Die Entwicklung der BHS ab 1933 wurde sowohl von der seit 1932/33 wieder anziehenden Konjunktur als auch von der Wirtschaftspolitik der Nationalsozialisten beeinflusst. So verbesserte sich mit dem Autobahnbau die Auftragslage des auf Straßenmaschinen spezialisierten Hüttenwerks Sonthofen. Die Autarkiepolitik der Nationalsozialisten bedingte eine Verlagerung auf das Inlandgeschäft. Gleichzeitig mussten die Preise für Salz und Kohle auf dem Niveau von 1925 bzw. 1932 gehalten werden. Große Auswirkungen hatte das im Vierjahresplan von 1936 verkündete Ziel, Deutschland von Rohstoffimporten unabhängiger zu machen.

Ab 1935/36 nahm die BHS zusammen mit der Maxhütte den Doggererzbergbau der Gewerkschaft Kleiner Johannes bei Pegnitz wieder auf und begann mit der Erschließung neuer Gruben im Raum Vorra-Hohenstadt. Die BHS musste diese Abbaugebiete aber zusammen mit der Luitpoldhütte in Amberg zum 1. Oktober 1937 für 5,25 Mio Reichsmark an die - im Zuge des Vierjahresplans gegründeten - Reichswerke AG für Erzbergbau und Eisenhütten "Hermann-Göring" verkaufen.

Ab 1937/38 plante die BHS den Abbau von Bleierzvorkommen bei Freihung in der Oberpfalz, die schon 1879-1890 ausgebeutet worden waren. Im Raum Lam (Oberpfalz) begann die erfolglose Suche nach Schwefelkies. Der 1941 beschlossene Bau eines elektrochemischen Werks in Bad Reichenhall wurde kriegsbedingt nicht verwirklicht.

Die Kohlenförderung in Peißenberg wurde im Zuge des Vierjahresplans ab 1936 durch die Erhöhung der täglichen Arbeitszeit und den Ausbau der Grube gesteigert (Bau des Wetterschachtes Hohenpeißenberg 1937-1945, Ausbau von Peiting).

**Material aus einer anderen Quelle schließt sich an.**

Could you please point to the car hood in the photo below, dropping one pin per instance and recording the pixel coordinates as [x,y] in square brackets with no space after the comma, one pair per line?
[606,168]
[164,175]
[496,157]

Im Laufe des Zweiten Weltkriegs stellten die Hüttenwerke, vor allem Sonthofen, ihre Produktion auf Rüstungsgüter um. Durch Einberufungen sank die Belegschaft der BHS von ca. 4.200 Mitarbeitern (1939) auf 3.500 (1944). Die Lücken schlossen bis zu 1.800 Fremdarbeiter und Kriegsgefangene. Noch vor der Kapitulation mussten die Werke 1945 ihren Betrieb wegen Rohstoffmangel und Transportschwierigkeiten teilweise einstellen.

Kriegszerstörungen betrafen vor allem das Verwaltungsgebäude in der Münchner Ludwigstraße, das 1943 verwüstet wurde. Die Generaldirektion wurde 1944 nach Peißenberg und Bad Reichenhall verlegt. Die Produktionsstätten der BHS blieben jedoch fast unzerstört. Lediglich die in Erschließung befindliche Bleierzgrube Freihung lief im April 1945 wegen Stromausfall voll Wasser. Der Betrieb wurde nicht mehr aufgenommen.

Nachkriegszeit und Wirtschaftswunder

Die BHS konnte nach Kriegsende selbständig unter Leitung des Vorstands weiterarbeiten: Die Besatzungsmacht setzte keinen Generaltreuhänder ein; die Struktur des Unternehmens mit der Dreiheit Kohle-Eisen-Salz blieb erhalten. Überlegungen zur Zusammenlegung der oberbayerischen Kohlegruben (neben dem BHS-Bergwerk in Peißenberg auch die Oberkohle in Hausham und Penzberg) sowie Demontagepläne für die Hüttenwerke Bodenwöhr, Sonthofen und Weiherhammer blieben ergebnislos.

Sowohl die Salzproduktion als auch der Kohlenabbau liefen daher ununterbrochen weiter. Probleme bereiteten der Mangel an Arbeitskräften und Rohstoffen, bei der Kohle auch der seit 1936 unveränderte Zwangspreis. Die Ausbauarbeiten am Bergwerk Peißenberg wurden bis 1948 fortgesetzt. Die Hüttenwerke nahmen ihren Betrieb zwischen Mai 1945 und Januar 1946 wieder auf. 1948 beschäftigte die BHS wieder 5.237 Menschen.

Nach der Währungsreform von 1948 und dem Ende der Kohlezwangsbewirtschaftung 1953/54 führte die BHS den großzügigsten Ausbau ihrer Werke seit deren Bestehen durch: Zwischen 1948 und 1958 wurden 110 Mio. DM investiert, Finanzier war die Bayerische Staatsbank.

Mit der seit 1949 systematisch vorbereiteten Schließung der Saline Rosenheim war die 1912 begonnene Konzentration des Salzwesens auf Bad Reichenhall abgeschlossen. Das Torfwerk Raubling, das bisher Rosenheim mit Brenntorf versorgt hatte, stellt 1961 seine Produktion auf Düngetorf um.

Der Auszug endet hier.